Unit 6: One stitch in a variety of threads.

A variety of threads for using with one stitch.


It has been a while since I posted anything but I have completed 2 units in this time. Both units entail working on canvas and I had enough canvas on the frame to complete more than one unit so, as I have to sew the canvas onto the frame I thought I would save myself  some time.

What type  of frame is best I wonder? When I bought this one it was the only one on offer in my local craft shop but I have read about others on -line which get mixed reviews so I am looking for recommendations!

Log book v sketch book.

It doesn’t do to leave things for too long or you forget the nitty-gritty of what you were doing. You might think this would be the case for unit 6 given the time it has taken me to get here but you would be wrong! (Smug smile on my face!). I keep a log book, separate from my sketch book. Some people get a bit confused with sketch books and log books. It is simple really, it is more like a diary than a sketch book although you can of course keep sketches in it too although I use it more as an ‘after the event’ rather than planning for the event type  book which is more what a sketch book tends to be.  Any research or interesting facts and to do lists go in here too. This works for me but may not be how everyone works. Any other methods out there?

Ok enough of rambling on, and get down to the nitty gritty…..where is the log book?

Getting Started.

This exercise required the use of only one stitch but in a variety of yarns. As you can see from the photograph above I was able to find a nice collection of materials to use in a variety of purple hues including embroidery cotton and silk threads, ribbons, crewel and tapestry wool as well as 4 ply and double knitting wool.

When I was learning a variety of stitches in unit 5 I marked the stitches I enjoyed and found interesting with *. I listed these stitches and selected my favourite from this list. I was very pleased with my cleverness here as I suffer from indecision  and felt if I had to choose from tons of stitches I would still be sitting in a state of indecision. Some things are harder than selecting that night out’s outfit! (more…)

Unit 5: Teach yourself some canvas stitches.

One of the basic requirements for this course is canvas. Naturally I did not have any when I started this unit! Unperturbed I thought I would continue using other sewing materials until I could hunt down the required kind. This does have its disadvantages as I discovered, but I desperately wanted to get on with this unit so I ploughed on using open weave material which is normally used for cross stitch sewing.

I have done quite a lot of cross stitch in the past and was taught some embroidery stitches as a child. As a teenager I used to sew pictures, patterns and names of bands or heart-throbs onto friends school shirts, bags and scarves ( payment was usually a box of malteasers. I didn’t have any business acumen!). I did this using chain stitch or satin stitch so I have a limited repertoire which is very rusty!

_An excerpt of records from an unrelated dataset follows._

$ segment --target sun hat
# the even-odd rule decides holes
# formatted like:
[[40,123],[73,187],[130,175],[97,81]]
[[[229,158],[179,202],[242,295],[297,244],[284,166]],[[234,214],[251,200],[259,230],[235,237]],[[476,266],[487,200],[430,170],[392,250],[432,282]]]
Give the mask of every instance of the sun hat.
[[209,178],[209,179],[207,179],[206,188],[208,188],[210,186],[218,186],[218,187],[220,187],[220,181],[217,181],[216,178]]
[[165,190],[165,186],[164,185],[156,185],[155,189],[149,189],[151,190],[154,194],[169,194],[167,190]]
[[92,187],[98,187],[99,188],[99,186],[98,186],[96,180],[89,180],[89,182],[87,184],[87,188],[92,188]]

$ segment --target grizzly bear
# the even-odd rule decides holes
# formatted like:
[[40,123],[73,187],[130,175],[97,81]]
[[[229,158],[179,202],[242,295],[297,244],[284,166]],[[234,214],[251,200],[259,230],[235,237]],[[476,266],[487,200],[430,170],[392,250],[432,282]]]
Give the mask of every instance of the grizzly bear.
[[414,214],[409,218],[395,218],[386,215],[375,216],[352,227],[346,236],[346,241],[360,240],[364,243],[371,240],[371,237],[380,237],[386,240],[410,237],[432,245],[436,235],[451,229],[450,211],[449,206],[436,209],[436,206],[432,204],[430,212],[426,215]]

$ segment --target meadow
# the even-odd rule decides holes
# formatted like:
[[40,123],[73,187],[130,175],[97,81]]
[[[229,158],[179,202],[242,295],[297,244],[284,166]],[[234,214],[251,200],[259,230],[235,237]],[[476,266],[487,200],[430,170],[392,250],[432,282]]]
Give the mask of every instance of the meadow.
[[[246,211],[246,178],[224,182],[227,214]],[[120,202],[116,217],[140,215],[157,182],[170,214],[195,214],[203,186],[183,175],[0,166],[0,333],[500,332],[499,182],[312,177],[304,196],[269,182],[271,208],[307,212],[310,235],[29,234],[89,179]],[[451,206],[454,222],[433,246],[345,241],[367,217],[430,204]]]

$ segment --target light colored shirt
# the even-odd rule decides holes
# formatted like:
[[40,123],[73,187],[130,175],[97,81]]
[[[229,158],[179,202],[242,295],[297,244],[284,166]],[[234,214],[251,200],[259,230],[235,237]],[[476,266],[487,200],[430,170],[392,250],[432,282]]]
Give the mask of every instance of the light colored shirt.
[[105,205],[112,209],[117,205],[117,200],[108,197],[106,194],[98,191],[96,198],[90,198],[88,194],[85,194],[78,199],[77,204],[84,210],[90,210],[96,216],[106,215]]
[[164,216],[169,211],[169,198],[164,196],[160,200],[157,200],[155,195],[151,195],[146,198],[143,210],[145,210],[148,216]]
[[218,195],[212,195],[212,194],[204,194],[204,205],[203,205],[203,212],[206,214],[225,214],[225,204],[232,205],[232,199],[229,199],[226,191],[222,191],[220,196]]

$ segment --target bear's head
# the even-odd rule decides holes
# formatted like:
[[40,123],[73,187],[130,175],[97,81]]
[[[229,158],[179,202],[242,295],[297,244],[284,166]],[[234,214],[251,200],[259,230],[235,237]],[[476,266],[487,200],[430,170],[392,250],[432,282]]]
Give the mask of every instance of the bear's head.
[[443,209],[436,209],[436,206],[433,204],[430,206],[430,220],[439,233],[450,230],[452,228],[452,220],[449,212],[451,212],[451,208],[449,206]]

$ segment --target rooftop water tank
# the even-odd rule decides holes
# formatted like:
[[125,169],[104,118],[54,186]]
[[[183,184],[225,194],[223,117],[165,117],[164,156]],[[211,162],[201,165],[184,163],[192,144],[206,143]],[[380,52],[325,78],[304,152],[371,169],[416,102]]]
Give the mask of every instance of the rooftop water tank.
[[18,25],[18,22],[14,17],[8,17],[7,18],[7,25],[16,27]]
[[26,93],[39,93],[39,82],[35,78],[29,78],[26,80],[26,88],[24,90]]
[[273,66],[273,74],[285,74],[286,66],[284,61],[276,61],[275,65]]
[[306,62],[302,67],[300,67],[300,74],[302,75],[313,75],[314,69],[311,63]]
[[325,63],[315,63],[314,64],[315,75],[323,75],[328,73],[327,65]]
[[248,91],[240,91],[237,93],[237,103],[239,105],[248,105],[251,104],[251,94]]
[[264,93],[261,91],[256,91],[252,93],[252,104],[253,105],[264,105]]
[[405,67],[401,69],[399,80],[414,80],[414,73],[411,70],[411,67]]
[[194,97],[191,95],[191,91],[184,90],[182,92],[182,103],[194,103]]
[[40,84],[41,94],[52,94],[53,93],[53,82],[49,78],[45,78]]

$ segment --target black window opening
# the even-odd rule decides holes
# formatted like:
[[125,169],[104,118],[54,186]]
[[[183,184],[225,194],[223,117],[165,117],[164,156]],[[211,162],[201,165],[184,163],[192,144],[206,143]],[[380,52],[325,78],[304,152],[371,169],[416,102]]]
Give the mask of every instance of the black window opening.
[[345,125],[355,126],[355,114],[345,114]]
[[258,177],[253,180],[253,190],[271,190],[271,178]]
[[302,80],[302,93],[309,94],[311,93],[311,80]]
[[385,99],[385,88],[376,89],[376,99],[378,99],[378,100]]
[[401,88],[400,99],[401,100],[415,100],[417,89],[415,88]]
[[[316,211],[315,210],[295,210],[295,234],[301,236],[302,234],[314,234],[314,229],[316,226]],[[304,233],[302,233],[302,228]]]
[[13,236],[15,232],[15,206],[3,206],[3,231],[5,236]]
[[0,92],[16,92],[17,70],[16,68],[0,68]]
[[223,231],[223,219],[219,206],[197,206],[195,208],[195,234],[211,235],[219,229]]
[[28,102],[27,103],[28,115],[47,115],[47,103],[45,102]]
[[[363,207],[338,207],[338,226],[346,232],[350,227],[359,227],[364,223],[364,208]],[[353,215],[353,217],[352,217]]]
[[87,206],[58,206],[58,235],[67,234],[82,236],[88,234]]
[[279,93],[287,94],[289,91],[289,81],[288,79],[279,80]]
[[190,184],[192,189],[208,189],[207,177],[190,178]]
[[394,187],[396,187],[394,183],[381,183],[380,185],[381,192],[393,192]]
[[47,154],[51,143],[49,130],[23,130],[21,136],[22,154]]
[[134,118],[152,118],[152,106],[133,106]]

Before putting these samples in my sketch book I zig-zag stitched them on to calico to help stop the edges fraying.

Samples of canvas stitches.

canvas stitches in blues

Canvas stitches using a variety of blues.

canvas stitches using reds

Canvas stitches using reds

In my notes I have marked some comments with * to show stitches I have enjoyed doing and/or would consider using for my wall piece.

In the blue sample I really liked the look of Rhodes stitch and in the red sample I thought the rice stitch looked interesting.